In this screenshot, a new user is being created. It’s also visible that the Guest group is empty, even though multiple Guest user accounts have been created:
I’m not familiar with the guests app but I could imagine there is some magic around the guests group as guests accounts are special and likely they must not be created from “new user account” but rather the specific procedure:
Creating a guest
Create a guest user by typing their email address into the sharing dialog
(it possible to convert guests into regular accounts later - but using “new account” you don’t create a “guest” you create a regular account… maybe this are not allowed to be member in guests group?
looks you are not the only one having trouble adding users to “Guests” group
Based on your reply and the resources you found and shared, I’ve confirmed the following:
A Guest user can only be created via a sharing link. If the user is created through the admin interface, it is always a regular account, regardless of the username or attempts to assign it to the Guest group.
If a guest user is assigned to another group during creation (e.g. plex_media), the guest status is lost. This explains why the Guest group remains empty, even though several accounts were created with the intention of being guest users.
Next step:
I’ll test the behavior by creating a user solely through a sharing link, without assigning any additional groups. In that case, the user should correctly be added to the Guest group.

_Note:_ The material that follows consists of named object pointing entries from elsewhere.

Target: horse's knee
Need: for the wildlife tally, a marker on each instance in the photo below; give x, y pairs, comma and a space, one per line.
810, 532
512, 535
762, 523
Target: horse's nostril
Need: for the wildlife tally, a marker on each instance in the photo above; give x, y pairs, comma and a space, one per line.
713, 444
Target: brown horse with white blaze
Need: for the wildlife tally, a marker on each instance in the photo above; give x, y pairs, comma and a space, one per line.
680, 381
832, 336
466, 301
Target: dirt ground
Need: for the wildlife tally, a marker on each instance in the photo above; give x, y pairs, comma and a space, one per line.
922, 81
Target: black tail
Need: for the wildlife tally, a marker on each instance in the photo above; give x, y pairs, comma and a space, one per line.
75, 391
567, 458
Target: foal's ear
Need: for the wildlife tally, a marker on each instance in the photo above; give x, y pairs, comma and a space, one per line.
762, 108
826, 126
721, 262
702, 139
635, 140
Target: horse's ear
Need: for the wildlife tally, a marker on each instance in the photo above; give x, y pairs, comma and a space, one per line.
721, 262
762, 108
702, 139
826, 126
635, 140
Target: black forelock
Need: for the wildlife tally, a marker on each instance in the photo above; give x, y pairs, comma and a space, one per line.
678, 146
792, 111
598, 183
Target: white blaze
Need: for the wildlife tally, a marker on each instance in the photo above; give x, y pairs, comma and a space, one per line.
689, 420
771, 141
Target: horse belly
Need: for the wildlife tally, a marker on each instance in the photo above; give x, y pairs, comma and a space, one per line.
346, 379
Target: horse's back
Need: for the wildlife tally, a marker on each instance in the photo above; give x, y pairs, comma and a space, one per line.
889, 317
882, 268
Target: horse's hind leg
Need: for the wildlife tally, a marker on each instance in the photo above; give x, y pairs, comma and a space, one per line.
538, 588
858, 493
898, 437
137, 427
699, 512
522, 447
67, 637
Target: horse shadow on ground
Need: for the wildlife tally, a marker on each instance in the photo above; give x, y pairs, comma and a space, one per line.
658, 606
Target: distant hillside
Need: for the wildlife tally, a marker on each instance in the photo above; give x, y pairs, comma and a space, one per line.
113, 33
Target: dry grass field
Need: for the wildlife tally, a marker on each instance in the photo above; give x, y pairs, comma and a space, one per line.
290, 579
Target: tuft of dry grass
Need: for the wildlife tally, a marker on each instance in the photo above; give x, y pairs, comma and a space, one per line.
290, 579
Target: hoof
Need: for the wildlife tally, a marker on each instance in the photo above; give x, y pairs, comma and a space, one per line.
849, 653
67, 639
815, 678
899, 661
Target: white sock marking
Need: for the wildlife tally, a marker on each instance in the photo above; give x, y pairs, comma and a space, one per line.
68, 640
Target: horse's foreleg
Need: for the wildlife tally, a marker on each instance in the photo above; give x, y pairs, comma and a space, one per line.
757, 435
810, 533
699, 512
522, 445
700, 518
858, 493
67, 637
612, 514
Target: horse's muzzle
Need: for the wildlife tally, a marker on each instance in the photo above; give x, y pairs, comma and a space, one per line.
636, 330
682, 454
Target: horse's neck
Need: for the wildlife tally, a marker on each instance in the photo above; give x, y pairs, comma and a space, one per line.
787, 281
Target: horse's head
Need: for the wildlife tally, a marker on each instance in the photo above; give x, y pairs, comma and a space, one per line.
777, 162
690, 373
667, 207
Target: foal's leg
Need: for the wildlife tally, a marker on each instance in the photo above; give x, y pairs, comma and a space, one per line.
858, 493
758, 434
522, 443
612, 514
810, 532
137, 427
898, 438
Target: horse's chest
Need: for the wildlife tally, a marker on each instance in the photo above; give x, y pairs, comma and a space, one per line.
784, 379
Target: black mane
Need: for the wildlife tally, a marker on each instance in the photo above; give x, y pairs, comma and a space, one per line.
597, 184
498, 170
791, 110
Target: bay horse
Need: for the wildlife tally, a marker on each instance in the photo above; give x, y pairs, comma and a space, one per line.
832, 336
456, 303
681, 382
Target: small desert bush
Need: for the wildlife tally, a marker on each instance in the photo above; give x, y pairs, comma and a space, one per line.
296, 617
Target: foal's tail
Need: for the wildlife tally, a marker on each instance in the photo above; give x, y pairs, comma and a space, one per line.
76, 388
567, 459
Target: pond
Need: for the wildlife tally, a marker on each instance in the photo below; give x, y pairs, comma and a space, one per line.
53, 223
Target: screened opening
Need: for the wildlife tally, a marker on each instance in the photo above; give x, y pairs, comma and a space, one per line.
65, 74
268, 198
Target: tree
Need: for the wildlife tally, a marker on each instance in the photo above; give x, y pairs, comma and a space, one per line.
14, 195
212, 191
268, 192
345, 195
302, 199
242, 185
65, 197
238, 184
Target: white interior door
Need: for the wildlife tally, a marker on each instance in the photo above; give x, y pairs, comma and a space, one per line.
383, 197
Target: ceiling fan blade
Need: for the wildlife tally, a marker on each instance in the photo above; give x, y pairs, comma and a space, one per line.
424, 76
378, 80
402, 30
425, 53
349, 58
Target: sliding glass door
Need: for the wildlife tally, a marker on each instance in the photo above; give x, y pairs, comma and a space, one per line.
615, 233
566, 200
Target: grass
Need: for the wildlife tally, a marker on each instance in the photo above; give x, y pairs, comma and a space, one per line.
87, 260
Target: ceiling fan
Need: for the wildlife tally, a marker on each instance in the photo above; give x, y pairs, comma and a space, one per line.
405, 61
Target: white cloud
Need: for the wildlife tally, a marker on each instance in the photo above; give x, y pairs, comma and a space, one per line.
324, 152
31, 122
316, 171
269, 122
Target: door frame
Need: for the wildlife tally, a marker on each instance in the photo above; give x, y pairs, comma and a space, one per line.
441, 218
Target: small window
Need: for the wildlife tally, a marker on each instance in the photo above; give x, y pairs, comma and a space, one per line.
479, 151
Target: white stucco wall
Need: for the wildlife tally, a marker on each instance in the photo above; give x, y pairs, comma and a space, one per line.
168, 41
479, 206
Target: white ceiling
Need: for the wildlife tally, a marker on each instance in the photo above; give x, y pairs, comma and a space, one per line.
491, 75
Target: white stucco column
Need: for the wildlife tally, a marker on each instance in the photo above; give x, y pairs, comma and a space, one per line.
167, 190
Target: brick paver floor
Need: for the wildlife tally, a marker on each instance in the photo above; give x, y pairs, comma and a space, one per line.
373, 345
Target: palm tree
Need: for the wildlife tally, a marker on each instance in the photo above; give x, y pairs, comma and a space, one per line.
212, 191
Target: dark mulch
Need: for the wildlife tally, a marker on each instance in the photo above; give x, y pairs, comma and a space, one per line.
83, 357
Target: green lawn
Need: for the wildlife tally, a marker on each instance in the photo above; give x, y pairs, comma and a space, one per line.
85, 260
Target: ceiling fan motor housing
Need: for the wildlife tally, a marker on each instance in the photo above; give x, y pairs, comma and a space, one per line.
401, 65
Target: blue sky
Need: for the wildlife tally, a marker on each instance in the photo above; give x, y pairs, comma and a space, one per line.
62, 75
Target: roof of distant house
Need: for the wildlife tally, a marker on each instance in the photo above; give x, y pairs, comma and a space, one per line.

Acknowledging the effort you put into finding and sharing relevant links and information that helped clarify the issue.
→ see you own finding #1 - a user created from the admin interface is always a regular user never a guest - so it’s pointless to try add them to a Guests group (because there are many fundamental differences e.g. home directory, quota etc..)
I’m too lazy now for search for references but form the guests-app I remember guests could be added to groups after creation.. and you could create guests using occ in advance if it helps you with you “administrative” approach (less click around) - look at the docs above
@wwe I think I’m starting to understand it better now.
From what you explained, it’s clear that the “Guest” status doesn’t depend directly on being in the “Guests” group, but rather on how the user account is created.
If the account is created through the sharing dialog or with the occ guests:add command, it’s properly recognized as a guest.
But if it’s created via the admin interface and just assigned to the “Guests” group, that alone isn’t enough — the user is treated as a regular account.
From a technical point of view, that makes sense, although it can definitely be confusing at first — especially for admins who expect the group to define the account type.
No need to dig any deeper into it — things make much more sense now.
You’ve already helped me a lot.
One thing I feel is missing in Nextcloud is a simple way to import users from a .csv file.
It would be great to have bulk user creation with just a few columns — name, email, password, groups — basically the same fields you fill out when registering a user manually.
That kind of functionality would make it much easier to onboard a larger number of users at once.